Every morning when I woke up my first thought was, Ricky's not here,
and I was going to face the day without him. It didn't mean I'd go back to
bed and hide. It didn't mean I couldn't make breakfast and talk to my
family and go to the mall. It was that his absence was so present. The
space he'd inhabited was there, like a shell waiting to be filled.
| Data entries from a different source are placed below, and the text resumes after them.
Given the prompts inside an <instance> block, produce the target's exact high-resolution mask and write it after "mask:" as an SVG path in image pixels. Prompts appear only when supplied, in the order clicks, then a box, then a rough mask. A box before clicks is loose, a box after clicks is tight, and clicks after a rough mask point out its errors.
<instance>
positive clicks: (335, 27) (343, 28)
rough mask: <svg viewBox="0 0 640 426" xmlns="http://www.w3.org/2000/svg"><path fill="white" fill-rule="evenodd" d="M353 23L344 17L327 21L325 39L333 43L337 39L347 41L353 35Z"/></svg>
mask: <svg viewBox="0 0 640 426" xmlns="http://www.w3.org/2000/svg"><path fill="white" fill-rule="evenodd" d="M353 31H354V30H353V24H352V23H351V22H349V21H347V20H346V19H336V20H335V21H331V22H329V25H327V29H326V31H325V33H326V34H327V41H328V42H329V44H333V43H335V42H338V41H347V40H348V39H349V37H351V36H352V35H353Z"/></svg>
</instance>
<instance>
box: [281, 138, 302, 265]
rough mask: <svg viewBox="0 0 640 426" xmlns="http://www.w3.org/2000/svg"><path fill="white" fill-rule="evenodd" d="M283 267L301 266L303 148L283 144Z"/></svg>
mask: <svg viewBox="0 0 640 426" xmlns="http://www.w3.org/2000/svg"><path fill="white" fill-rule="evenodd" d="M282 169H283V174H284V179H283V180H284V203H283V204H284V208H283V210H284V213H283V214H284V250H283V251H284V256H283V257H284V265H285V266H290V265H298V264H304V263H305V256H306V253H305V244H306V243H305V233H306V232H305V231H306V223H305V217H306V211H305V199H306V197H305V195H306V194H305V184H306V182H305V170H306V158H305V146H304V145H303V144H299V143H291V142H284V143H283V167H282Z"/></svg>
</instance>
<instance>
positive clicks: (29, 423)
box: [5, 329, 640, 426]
Then I got up one morning about seven years after he had died, and I
realized that I didn't think about Ricky yesterday. Oh, my gosh, I forgot
my child. How could I forget my child? Then I thought, What a relief. I
can go through a day without thinking that Ricky isn't here. Because
that's negative. That was my first thought, and it set the tone for the
rest of the day, and made me depressed. Not thinking about Ricky for even
one day was a sign that I was healing.
And there was a sign that Doug was healing, too. The day Ricky was
killed, I was sick in bed, and Doug made pancakes for breakfast, Ricky's
favorite. After that, Doug couldn't bring himself to make them anymore. I
think they reminded him of Ricky's death. Then a year later I saw him in
the kitchen making pancakes for Misty and Justin.
"Hey, you're fixing pancakes," I said, and he looked at me
like I was crazy. I said, "You haven't fixed pancakes since Ricky
died."
He had a surprised look in his eyes. He hadn't realized. It made him
sad instantly, because remembering enslaved him. It held onto him and he
could not escape. However, once he broke the chain, once he forgot for a
moment that Ricky was dead, remembering no longer had power over him, and
the next time he fixed pancakes, thinking about Ricky was a little easier.
It didn't mean he forgot Ricky. It didn't mean he forgot the pain. It
meant he was able to get up in the morning, feel better about himself, and
get on with the day God gave him to enjoy.
It was a similar situation with Christmas. For the longest time, I
couldn't decorate the house or the tree because it was too painful to take
out the homemade Christmas ornaments that Ricky had made in school or the
ones my mom bought for each grandkid every year with their names engraved
on them. I couldn't bring myself to hang up only two stockings and leave
Ricky's in the box.
Misty was the one who took it upon herself to try to bring us cheer.
She decorated the house for several years until one Christmas I realized I
was cheating Misty and Justin out of a very special holiday. So I started
decorating again, and the act itself helped me in the grieving and healing
process. I discovered that sometimes I had to do things that hurt even
when I didn't want to because in the long run they helped.
It's now over twenty years since Ricky died, and I don't remember him
much anymore. I don't remember what it was like to have him around me
everyday. There were years when I didn't think about Ricky for weeks at a
time. Sometimes something would trigger a thought about Ricky, but I can't
create new memories of him. I only have the same memories, and what I
ended up doing was dividing my life into sections like in a filing
cabinet, and when no new information came about Ricky, I slid in a
divider.
The more files or memories I accumulated after Ricky's death, the more
space they took up, and the files of him from before his death became a
smaller and smaller part of my life. After that, thinking about Ricky's
death, and even his life, was not as overwhelming as it had been. Every
file was there. Every memory was there, it was still him, but I was not as
crushed by the memory. I hadn't gotten over his death, but things got
better. Life got better. Living got better.
We had a strong support group and great friends. A lot of those friends
stayed friends, and whenever I saw the old friends, my memories of them
with Ricky returned and I dived back into those files. But after awhile, I
made new memories with the old friends and stuck new files into the after
Ricky section, and they are memories without Ricky.